Breaking the silence

When I was twelve, somebody leaned over and said - don't attract attention to yourself. That's what I have been doing all my life. When I leave my home, I clutch my belongings, adjust my clothes and will myself to be invisible. I occupy the tiniest strip of space. I am constantly moving sidewards to let men walk by, because I know they will most definitely "accidentally brush".

 

From some unknown age, a verbal survival guide becomes your holy book. Don't take an auto when it's dark. Don't take a bus in the rush hour. Get into the crowded "Ladies" compartment even if the "General" compartment is half empty. When you sit in an auto, never sit close to the sides even if you want to feel the wind in your hair. Sit in the centre, so no passing hand can reach inside and grope. Don't smile at the autodriver. Don't smile at the shopkeeper.

 

By the time you're 18 you have permanent frown lines on your forehead. All your life, you have been biting your teeth and not smiling. In all public spaces.

 

I have never been able to sleep when on a train journey. Never been able to close my eyes for second when on a bus. Even on the most tiring of days. When I was in college - I used to carry a big bag and a folder. The folder would be clamped onto the chest, and the bag would be balanced on my back. My armour.
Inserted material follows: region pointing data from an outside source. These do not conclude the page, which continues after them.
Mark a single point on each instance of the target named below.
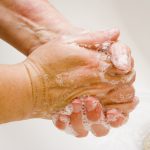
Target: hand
(105, 88)
(116, 105)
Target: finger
(115, 118)
(61, 121)
(122, 94)
(124, 107)
(94, 110)
(100, 129)
(76, 119)
(121, 57)
(98, 37)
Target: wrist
(38, 81)
(15, 93)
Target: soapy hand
(87, 113)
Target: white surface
(132, 17)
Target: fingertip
(114, 34)
(100, 130)
(62, 122)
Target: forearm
(26, 25)
(15, 93)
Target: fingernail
(64, 119)
(77, 106)
(91, 104)
(120, 56)
(113, 32)
(112, 115)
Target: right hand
(72, 71)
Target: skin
(44, 25)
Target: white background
(133, 19)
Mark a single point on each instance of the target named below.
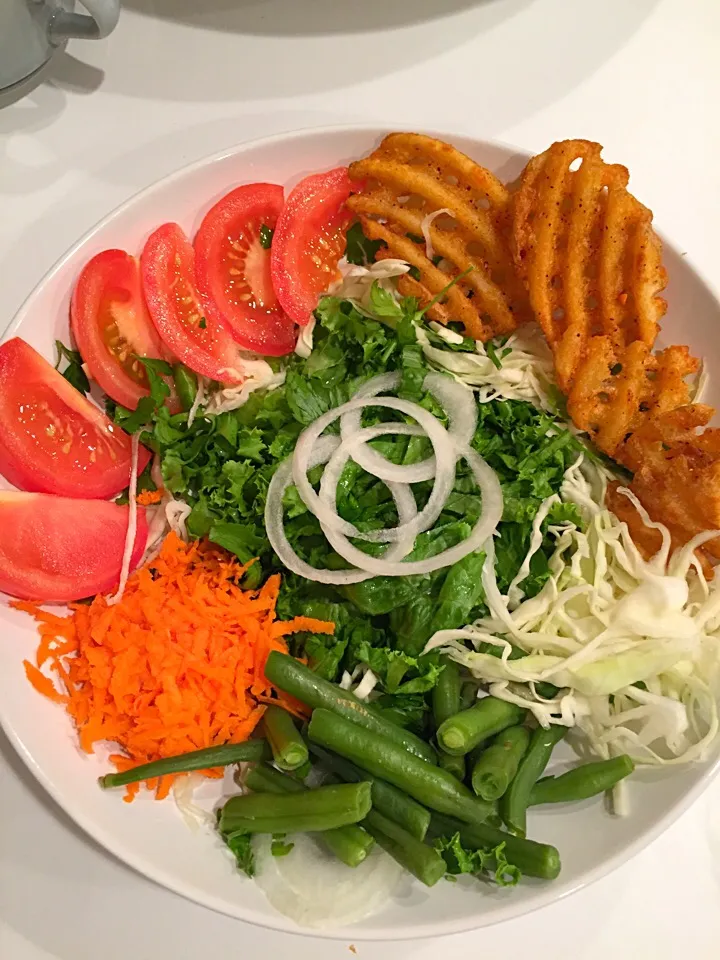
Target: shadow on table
(532, 51)
(303, 17)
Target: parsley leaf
(240, 845)
(266, 235)
(73, 372)
(490, 863)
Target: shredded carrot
(177, 665)
(146, 498)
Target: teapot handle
(102, 20)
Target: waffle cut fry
(587, 252)
(445, 215)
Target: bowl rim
(158, 875)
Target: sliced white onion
(316, 890)
(456, 398)
(366, 685)
(438, 435)
(425, 227)
(275, 528)
(313, 449)
(403, 531)
(492, 503)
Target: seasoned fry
(617, 392)
(587, 252)
(584, 249)
(413, 187)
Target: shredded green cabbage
(633, 645)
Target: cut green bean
(288, 747)
(461, 733)
(420, 860)
(286, 673)
(495, 768)
(247, 751)
(310, 811)
(583, 782)
(426, 783)
(302, 771)
(387, 799)
(514, 803)
(185, 385)
(530, 857)
(446, 692)
(453, 765)
(351, 844)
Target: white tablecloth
(180, 79)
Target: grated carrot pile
(177, 665)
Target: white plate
(150, 836)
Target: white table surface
(180, 79)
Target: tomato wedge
(309, 240)
(232, 263)
(196, 337)
(112, 326)
(53, 440)
(58, 549)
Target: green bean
(514, 804)
(185, 385)
(312, 811)
(248, 750)
(459, 734)
(387, 799)
(453, 765)
(420, 860)
(468, 694)
(302, 771)
(494, 770)
(530, 857)
(424, 782)
(446, 692)
(285, 673)
(288, 747)
(582, 782)
(351, 844)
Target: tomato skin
(108, 297)
(198, 340)
(57, 549)
(52, 439)
(233, 269)
(309, 240)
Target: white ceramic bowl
(151, 836)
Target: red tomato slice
(112, 326)
(59, 549)
(53, 440)
(233, 269)
(309, 240)
(195, 337)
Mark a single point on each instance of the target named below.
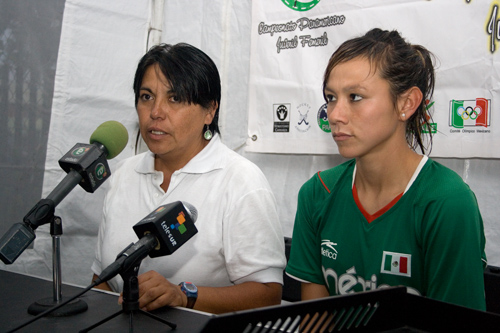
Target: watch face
(190, 287)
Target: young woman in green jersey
(389, 216)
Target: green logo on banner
(300, 6)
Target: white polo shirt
(239, 236)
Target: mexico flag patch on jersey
(396, 263)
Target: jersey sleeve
(304, 263)
(453, 242)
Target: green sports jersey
(431, 241)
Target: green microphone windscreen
(112, 135)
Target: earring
(208, 134)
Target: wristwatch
(191, 292)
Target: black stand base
(130, 305)
(131, 322)
(74, 307)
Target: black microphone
(86, 165)
(161, 233)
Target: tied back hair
(404, 66)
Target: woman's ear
(409, 102)
(211, 112)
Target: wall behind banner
(101, 43)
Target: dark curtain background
(29, 41)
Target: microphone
(86, 165)
(161, 233)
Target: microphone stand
(73, 307)
(130, 304)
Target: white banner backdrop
(291, 47)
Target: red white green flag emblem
(396, 263)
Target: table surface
(18, 292)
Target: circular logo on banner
(300, 6)
(281, 112)
(323, 119)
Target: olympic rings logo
(469, 112)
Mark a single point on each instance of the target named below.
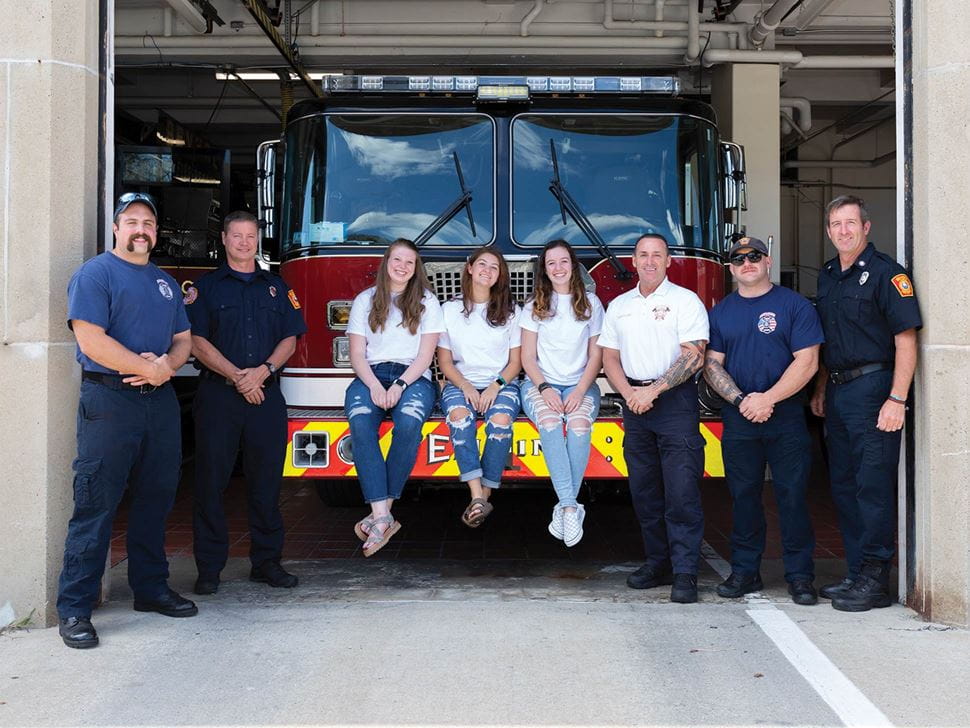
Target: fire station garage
(529, 120)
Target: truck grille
(446, 279)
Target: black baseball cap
(752, 243)
(130, 198)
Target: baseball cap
(130, 198)
(752, 243)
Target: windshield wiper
(464, 200)
(568, 204)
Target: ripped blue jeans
(565, 438)
(380, 479)
(498, 433)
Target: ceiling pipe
(766, 23)
(839, 163)
(190, 14)
(530, 16)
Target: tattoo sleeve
(689, 362)
(722, 383)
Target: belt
(847, 375)
(117, 381)
(640, 382)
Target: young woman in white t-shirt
(479, 356)
(393, 330)
(560, 326)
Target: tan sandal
(480, 508)
(376, 540)
(363, 527)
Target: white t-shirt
(480, 350)
(648, 331)
(562, 348)
(395, 343)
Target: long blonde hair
(543, 290)
(409, 300)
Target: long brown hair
(409, 300)
(500, 304)
(542, 293)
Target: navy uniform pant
(224, 421)
(124, 439)
(664, 453)
(783, 443)
(863, 464)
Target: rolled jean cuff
(470, 475)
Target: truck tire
(339, 493)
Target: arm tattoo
(689, 362)
(722, 383)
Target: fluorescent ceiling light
(267, 76)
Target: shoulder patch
(903, 285)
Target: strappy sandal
(476, 512)
(363, 527)
(377, 540)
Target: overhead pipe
(766, 23)
(839, 163)
(530, 16)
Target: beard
(140, 238)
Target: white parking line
(831, 684)
(841, 694)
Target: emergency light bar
(535, 84)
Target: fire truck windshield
(366, 179)
(630, 174)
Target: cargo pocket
(87, 492)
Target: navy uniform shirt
(138, 306)
(758, 336)
(863, 308)
(244, 319)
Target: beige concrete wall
(48, 218)
(745, 96)
(941, 262)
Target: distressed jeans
(381, 479)
(565, 438)
(498, 437)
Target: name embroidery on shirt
(767, 322)
(164, 289)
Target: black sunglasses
(752, 255)
(131, 197)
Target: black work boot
(869, 590)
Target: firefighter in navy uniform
(132, 334)
(245, 322)
(870, 316)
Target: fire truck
(456, 162)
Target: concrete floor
(446, 642)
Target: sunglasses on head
(752, 255)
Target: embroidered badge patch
(767, 322)
(903, 285)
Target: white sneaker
(555, 525)
(572, 525)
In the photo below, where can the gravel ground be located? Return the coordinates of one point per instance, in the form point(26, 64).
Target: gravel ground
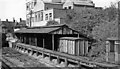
point(20, 59)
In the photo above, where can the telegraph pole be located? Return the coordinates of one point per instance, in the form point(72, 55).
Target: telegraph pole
point(119, 20)
point(30, 18)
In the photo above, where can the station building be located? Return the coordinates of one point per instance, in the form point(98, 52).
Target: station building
point(39, 12)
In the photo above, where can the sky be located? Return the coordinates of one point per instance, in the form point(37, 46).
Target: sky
point(10, 9)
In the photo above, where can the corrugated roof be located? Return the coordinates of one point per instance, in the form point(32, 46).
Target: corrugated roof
point(71, 38)
point(41, 30)
point(84, 3)
point(113, 38)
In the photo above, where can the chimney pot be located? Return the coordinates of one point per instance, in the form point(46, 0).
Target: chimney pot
point(20, 19)
point(13, 20)
point(6, 20)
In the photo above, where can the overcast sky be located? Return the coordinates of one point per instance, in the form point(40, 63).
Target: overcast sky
point(16, 8)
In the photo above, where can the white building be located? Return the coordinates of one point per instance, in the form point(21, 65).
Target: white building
point(39, 12)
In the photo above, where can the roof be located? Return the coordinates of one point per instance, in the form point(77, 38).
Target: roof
point(71, 38)
point(48, 29)
point(8, 24)
point(113, 38)
point(53, 3)
point(41, 30)
point(84, 3)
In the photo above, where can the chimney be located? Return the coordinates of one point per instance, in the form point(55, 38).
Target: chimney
point(6, 20)
point(13, 19)
point(20, 19)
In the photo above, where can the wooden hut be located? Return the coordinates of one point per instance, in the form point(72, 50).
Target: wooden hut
point(47, 36)
point(113, 50)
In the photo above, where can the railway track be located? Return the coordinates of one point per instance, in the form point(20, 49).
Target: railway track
point(29, 62)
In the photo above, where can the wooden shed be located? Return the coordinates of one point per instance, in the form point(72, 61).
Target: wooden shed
point(47, 36)
point(73, 45)
point(113, 50)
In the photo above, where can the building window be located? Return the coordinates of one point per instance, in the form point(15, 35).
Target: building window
point(46, 17)
point(65, 7)
point(112, 49)
point(70, 7)
point(36, 18)
point(50, 16)
point(41, 16)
I took to wearing salwar kameez in college for a while, wondering if it was about the clothes. It wasn't. It doesn't stop. I carried safety pins. A pocket knife. (Confiscated by the airport in Indore.) Another pocket knife.

 

At least for my generation, it didn't end on the street. Street harassment followed you like a slithering reptile inside your home. They found out your phone numbers and made obscene calls. P used to get a lot of those calls. She used to come home (invisible on the street) and cry. Her parents thought it was her doing. You don't tell anyone about all this. Because telling family members is admitting to your vulnerability. It could mean restrictions. Especially when you are 15.

 

One of my friends had acid thrown on her face. Because she refused to respond to the catcalls of a few boys. When they went to the Police, they asked her about her clothes, her friends, her behaviour, her habits. Then, they blamed her.

 

Coming back from college, if the bus was too crowded, I used to try and walk the seven kilometer stretch. Even in the bloody summers. Even when I kept away from the crowded bus, and walked - some asshole would drive by, roll down his window, and ask persistently if I wanted a lift. No. I'll give you a lift. No. Please come. No. Come you bitch. No. Walk. Five minutes later - another car. No. No. No.



 

In Bombay - the bus is safe as long as there is a critical number of people inside. If the bus felt a bit too empty, I would take an auto. I would have a pretend-conversation on the phone. So the autodriver knew that somebody knew where I was. Sometimes when bus conductors, autodrivers and shopkeepers try to hand back change - they squeeze your hand.

 

We are surrounded by movies that encourage street harassment. Follow a girl enough times and she will fall in love with you. On the road, it's okay to sing vulgar songs about someone's waist, walk, eyes, bosom. Shame her into burning helplessness.

 

I don't want to be protected by a man. No man needs to feel responsible for me. I don't want a man to spew venom on my behalf. I don't want to be left alone because I am someone's wife, sister, daughter. I don't want to hide in "Ladies-Only" compartments. I want to look at a city's buildings and take photographs, without dodging a biker's hands. I don't want to be afraid to go into a Police Station. I want to be able to go for a walk without swallowing my fear by the minute.

 

I refuse to believe that all male bloggers are not involved in street harassment. I don't think most men realize that they have the male privilege. Street harassment takes on different forms - digital, cellular and otherwise. But it is the same in essence. They don't respect personal space in a public domain. The line between admiration and street harassment is not thin. I've been reading a lot of "I never knew this happened" testimonies penned by men, but I am curious about the other lot? Do they read this stuff? Are they going to dismiss this as feminist crap? I get an avalanche of vulgar anonymous comments sometimes - are they the same kind who harass on the streets?

 

Of course, street harassment is not unique to India. I am sure London has its share. But I would be lying if I didn't say that London welcomes me on her streets. I take photographs, smile at shopkeepers and on some occassions even sing to myself.

 

What is unique to India is the apathy. The heartbreaking indifference. The SILENCE. Victims should not speak of being the victim. We should suffer in our silence. The "world" meanwhile, feigns ignorance. You process the blank noise in your head, and don't tell anyone. And hope that it will all go away. It doesn't.

 

Oh! What really gets my goat - is when somebody suggests that you learn Martial Arts to defend yourself. Right. So tomorrow if someone harasses me, and I get harassed, it's again my fault that I couldn't defend myself. Really?